2) I promise to give you some slack in the compromises you must make. You got the support of a lot of people for being the liberal candidate of the left, but I understand that now that you are president, you cannot be the president only to people like me and my friends. You must lead and inspire all of your fellow citizens, and so I am going to try and tolerate the occasional deviations that you may need to make from my political agenda.

3) I also promise to voice my concerns if your deviations are too egregious. I voted for you because I want a President who will listen to my voice, even in disagreement. Therefore, I hope that you follow through on the image that you have set for yourself and your administration, and listen when disagreement is raised intelligently.

4) I promise to continue my commitment to service.

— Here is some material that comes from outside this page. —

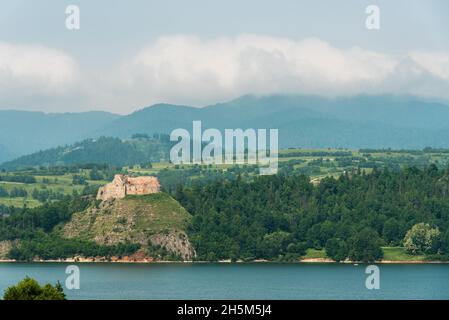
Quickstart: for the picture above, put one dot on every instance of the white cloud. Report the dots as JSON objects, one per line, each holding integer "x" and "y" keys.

I have been working on founding a school in your father’s home country of Kenya called the Daraja Academy. The road this has put me on has not always been easy or successful, and also has not always been the most exciting work. However, I know that the end purpose of educating girls from Kenya will be life-changing for these students, and so I ew-commit myself to persevering in this task. However, I also want to re-commit to my local community as well, especially with regards Ocean Beach in San Francisco.

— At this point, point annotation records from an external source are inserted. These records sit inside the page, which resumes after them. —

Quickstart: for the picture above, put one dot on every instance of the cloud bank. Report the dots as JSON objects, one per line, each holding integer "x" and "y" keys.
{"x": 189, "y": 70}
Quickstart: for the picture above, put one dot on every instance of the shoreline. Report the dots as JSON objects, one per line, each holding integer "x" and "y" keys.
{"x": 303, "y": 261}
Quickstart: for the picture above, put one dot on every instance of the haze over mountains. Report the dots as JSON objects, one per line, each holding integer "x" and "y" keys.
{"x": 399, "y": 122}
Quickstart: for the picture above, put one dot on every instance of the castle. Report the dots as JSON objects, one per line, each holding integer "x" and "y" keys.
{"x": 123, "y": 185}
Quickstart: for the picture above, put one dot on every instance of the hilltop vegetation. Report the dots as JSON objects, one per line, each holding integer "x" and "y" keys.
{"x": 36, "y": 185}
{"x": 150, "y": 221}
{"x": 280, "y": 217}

5) I promise to take the gift of citizenship seriously, and will attempt to educate my students in a similar vein. It has been hard over the last 8 years for me to not look at citizenship a bit skeptically, but I now will attempt to better understand that my personal skepticism has distanced me from my country just as much as the previous president’s policies. My country can only be as good as I’m willing to allow it to be, and democracy works when people participate…not just in big elections, but regularly.

6) I promise to instill my children, whom I hope to have at some point during your administration, with the value of stewardship. Per my recollection you have not used that exact word, but I think that stewardship is a big value you have indirectly emphasized throughout all that you have said. We need to be stewards of our planet and relationships, and I want my children to learn that at an early age.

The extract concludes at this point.